De son expérience en tant que chef de l’Etat, il a justement appris que les décisions comme les réformes prennent du temps à montrer leurs effets. “C’est souvent quand on est parti que les résultats arrivent”, a-t-il lancé, “mais un président travaille toujours pour ses successeurs”. A la question de ce qu’il compte faire pour 2027, François Hollande botte en touche. “Cette élection doit être préparée, organisée, qu’il y ait un vrai débat, une vraie espérance”, a-t-il expliqué, avant de demander à la jeune audience : “il ne faut pas seulement voter contre, mais pour. Pour un projet, pour une personne, pour une ambition collective”.
Mais la question de sa potentielle candidature est revenue lors des échanges avec les étudiants, notamment concernant l’avenir d’une union de la gauche. “Cette union est un principe”, a alors répondu l’ancien chef de l’Etat, “la gauche, qui a toujours été divisée, doit toujours s’élargir mais il faut que le représentant ait une vocation majoritaire. Tant que La France Insoumise aura la ligne politique de Jean-Luc Mélenchon, elle ne pourra pas gagner car elle n’a pas cette dynamique de gouvernement”. François Hollande a tenu cependant à préciser qu’il ne croyait pas aux gauches irréconciliables. “Mais la NUPES ne pourra pas se reproduire car les rapports de force vont changer. Il n’est pas possible d’avoir un candidat unique de la gauche au premier tour de la présidentielle car il est essentiel de pourvoir compter sur le report des suffrages pour le second tour”.

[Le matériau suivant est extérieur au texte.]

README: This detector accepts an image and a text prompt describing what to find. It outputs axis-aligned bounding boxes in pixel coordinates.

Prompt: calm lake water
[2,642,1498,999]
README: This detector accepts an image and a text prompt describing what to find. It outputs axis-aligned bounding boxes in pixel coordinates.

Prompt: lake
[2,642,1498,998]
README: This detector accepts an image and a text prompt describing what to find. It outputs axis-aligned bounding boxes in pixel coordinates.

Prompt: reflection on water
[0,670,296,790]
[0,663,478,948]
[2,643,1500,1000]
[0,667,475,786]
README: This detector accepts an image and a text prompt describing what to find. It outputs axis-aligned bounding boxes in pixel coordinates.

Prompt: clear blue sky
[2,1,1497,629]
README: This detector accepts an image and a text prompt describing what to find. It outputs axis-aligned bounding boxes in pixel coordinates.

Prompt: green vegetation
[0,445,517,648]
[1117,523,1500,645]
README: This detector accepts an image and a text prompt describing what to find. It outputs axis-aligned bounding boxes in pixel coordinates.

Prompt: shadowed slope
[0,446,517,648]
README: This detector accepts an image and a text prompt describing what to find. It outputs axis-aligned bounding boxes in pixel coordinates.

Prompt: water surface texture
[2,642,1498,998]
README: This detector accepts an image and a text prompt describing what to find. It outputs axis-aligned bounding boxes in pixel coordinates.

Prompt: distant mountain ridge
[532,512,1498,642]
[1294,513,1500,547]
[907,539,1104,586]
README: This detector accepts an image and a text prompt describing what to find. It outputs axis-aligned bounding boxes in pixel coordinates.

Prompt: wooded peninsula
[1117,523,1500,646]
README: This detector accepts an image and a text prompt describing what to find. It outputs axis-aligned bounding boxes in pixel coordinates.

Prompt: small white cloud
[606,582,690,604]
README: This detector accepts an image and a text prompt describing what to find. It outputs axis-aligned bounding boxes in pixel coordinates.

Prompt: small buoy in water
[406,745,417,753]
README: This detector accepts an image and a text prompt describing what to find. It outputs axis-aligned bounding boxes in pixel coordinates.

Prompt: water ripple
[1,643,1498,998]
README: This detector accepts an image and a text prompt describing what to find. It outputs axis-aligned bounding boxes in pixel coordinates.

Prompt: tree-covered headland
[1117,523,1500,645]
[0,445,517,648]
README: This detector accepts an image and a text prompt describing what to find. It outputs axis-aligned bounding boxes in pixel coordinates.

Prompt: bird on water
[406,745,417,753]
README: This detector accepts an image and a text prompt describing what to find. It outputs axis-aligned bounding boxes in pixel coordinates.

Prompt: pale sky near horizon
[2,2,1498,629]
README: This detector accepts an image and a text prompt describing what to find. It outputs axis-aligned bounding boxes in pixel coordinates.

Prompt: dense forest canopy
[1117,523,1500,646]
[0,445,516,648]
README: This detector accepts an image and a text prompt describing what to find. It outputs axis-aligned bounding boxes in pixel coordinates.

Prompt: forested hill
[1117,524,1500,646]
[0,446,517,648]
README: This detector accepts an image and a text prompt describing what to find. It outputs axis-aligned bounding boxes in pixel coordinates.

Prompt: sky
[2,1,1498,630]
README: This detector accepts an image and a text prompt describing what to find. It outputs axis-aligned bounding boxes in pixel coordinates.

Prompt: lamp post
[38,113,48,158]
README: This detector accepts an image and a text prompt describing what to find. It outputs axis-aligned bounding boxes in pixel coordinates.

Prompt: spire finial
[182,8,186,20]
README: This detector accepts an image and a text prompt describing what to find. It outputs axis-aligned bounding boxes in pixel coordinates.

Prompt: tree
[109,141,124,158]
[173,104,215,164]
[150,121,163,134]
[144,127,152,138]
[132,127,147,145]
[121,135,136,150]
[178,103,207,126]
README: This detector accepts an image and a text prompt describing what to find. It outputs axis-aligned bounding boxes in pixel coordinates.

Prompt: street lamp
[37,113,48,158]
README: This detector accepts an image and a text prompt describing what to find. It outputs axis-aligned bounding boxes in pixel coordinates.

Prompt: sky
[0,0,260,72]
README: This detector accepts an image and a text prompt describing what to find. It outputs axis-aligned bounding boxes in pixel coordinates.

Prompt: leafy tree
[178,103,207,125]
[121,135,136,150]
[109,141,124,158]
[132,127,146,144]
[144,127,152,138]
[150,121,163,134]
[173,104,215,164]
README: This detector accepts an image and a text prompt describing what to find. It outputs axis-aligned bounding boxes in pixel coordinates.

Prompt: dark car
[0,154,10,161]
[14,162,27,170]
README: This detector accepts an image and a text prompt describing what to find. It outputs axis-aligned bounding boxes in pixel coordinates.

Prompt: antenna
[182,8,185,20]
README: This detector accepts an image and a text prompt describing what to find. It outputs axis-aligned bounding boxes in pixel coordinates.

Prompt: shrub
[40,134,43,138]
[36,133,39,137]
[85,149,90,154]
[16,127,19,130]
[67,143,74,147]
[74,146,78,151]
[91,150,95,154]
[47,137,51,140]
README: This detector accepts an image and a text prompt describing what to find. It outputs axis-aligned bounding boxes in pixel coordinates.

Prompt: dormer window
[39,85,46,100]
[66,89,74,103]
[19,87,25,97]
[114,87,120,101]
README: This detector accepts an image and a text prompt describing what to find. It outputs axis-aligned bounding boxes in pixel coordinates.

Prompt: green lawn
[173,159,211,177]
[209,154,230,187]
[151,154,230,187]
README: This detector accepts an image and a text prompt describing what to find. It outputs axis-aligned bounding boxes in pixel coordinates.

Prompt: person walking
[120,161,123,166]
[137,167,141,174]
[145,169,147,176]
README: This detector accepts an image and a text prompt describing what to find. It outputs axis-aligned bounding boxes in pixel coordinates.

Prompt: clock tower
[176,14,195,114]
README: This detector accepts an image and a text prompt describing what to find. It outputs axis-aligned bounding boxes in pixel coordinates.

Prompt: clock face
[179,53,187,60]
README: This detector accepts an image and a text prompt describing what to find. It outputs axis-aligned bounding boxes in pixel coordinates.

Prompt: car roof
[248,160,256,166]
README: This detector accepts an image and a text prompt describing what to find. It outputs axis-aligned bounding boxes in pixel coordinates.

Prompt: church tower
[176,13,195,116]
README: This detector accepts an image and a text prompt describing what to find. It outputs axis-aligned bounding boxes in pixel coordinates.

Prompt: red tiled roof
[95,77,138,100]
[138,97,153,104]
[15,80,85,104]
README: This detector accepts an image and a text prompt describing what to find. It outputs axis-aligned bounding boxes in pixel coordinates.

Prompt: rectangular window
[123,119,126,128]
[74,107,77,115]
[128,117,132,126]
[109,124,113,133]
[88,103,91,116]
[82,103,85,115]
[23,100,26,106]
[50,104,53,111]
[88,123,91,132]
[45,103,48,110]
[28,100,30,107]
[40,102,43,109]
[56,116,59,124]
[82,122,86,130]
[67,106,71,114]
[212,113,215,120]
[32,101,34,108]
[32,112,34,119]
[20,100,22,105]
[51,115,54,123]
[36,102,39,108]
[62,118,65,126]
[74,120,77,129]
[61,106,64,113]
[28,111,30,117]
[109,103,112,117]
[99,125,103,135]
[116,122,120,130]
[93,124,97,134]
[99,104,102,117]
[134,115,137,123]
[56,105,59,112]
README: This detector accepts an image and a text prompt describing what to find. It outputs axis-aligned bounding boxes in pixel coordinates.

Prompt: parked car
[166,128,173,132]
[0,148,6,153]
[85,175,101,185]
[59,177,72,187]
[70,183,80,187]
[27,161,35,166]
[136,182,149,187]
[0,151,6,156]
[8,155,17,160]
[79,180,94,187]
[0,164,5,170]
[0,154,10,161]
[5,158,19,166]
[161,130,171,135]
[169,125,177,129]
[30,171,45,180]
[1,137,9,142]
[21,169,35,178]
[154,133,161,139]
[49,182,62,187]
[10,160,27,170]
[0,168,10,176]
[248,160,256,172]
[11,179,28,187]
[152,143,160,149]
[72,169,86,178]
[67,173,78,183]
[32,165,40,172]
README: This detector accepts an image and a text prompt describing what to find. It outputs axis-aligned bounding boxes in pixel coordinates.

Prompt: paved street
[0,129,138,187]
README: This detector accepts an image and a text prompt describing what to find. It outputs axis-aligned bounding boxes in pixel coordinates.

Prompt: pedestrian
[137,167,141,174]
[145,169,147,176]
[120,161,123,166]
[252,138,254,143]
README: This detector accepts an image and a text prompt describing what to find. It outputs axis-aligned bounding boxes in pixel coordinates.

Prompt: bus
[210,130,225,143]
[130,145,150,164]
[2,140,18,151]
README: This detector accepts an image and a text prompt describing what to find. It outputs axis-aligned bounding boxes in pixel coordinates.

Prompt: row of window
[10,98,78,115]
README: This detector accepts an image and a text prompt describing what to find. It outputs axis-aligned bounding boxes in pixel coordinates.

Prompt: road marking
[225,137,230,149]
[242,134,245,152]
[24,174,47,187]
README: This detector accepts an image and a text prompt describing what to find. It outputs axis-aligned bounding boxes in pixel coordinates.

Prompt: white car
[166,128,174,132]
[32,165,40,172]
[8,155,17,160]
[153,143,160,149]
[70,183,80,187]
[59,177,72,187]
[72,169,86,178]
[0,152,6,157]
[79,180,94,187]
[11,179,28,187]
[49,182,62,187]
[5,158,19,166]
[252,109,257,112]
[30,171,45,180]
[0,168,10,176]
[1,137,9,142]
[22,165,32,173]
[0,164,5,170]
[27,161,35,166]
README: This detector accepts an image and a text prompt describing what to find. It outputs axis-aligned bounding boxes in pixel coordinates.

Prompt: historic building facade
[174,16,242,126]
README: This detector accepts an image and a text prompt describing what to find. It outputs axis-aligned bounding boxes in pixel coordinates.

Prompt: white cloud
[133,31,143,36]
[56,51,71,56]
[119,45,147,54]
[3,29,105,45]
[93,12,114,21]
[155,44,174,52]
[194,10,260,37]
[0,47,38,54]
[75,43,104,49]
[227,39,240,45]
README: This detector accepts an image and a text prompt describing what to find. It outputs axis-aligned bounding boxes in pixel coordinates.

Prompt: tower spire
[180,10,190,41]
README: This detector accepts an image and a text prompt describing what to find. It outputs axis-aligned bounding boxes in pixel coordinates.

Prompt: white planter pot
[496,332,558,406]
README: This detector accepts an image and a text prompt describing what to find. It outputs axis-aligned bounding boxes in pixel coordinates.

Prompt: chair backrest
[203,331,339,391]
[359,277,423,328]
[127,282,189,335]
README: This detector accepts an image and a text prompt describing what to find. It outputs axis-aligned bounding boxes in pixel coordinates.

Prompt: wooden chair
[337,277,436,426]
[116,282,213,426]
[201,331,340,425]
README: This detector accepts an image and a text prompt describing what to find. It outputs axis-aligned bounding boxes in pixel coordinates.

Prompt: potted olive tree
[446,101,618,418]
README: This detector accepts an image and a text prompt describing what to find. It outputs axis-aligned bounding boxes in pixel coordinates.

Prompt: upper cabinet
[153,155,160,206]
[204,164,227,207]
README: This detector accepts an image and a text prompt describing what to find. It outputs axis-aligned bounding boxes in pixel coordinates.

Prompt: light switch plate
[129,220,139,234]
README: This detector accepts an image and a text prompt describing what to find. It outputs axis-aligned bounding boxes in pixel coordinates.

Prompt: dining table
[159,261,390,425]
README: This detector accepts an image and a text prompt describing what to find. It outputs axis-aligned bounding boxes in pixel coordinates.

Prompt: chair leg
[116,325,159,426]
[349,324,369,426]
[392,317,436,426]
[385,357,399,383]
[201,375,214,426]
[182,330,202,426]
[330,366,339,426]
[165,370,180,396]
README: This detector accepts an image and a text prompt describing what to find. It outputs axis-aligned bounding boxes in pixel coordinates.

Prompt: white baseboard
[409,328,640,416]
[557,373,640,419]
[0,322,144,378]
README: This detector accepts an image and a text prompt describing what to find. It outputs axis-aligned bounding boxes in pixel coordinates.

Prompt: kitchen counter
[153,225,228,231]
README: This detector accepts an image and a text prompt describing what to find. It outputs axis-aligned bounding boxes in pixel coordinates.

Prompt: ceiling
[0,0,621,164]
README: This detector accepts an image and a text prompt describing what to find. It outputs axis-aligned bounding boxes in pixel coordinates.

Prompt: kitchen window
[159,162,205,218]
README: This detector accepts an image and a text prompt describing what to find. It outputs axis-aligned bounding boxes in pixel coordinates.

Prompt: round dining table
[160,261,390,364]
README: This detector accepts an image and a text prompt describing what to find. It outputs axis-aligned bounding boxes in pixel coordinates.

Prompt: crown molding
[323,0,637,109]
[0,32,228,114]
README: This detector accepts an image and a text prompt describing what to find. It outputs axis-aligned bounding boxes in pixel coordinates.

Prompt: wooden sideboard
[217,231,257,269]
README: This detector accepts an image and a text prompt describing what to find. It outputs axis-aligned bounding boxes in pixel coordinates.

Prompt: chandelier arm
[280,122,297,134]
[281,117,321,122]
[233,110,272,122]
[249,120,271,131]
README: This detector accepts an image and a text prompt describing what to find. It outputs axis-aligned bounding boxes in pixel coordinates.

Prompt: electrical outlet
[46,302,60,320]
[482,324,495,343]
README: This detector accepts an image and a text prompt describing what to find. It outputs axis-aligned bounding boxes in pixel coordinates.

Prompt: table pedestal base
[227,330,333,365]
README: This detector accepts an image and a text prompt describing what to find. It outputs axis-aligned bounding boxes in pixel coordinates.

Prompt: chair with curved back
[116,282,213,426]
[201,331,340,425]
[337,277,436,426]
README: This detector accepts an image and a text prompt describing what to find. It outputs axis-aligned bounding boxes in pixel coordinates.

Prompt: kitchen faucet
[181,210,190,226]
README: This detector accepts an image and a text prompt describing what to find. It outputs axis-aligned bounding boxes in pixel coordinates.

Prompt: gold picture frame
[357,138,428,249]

Son analyse de la situation politique en France s’est poursuivie sur l’idée qu’en cas d’absence de recomposition politique de la droite à la gauche, “on peut alors imaginer le Rassemblement national au second tour. Mais sera-t-on certain que la mobilisation nationale sera à nouveau présente pour le stopper ?”, comme ce fut le cas en 2002, 2017 et 2022. Par ailleurs, questionné sur la présence de Marine Le Pen et des élus RN à la marche contre l’antisémitisme organisée dimanche 12 novembre et à laquelle François Hollande a participé, il a assuré que cela ne signifiait pas une “absolution” du parti d’extrême droite, dont, a-t-il rappelé que “le fondateur est un antisémite”. Il a reconnu que “le RN est dans une stratégie de se banaliser et Marine Le Pen est arrivée au-delà de tout ce qu’elle aurait imaginé”, avant de prévenir, “mais le RN n’est fort que de nos faiblesses”.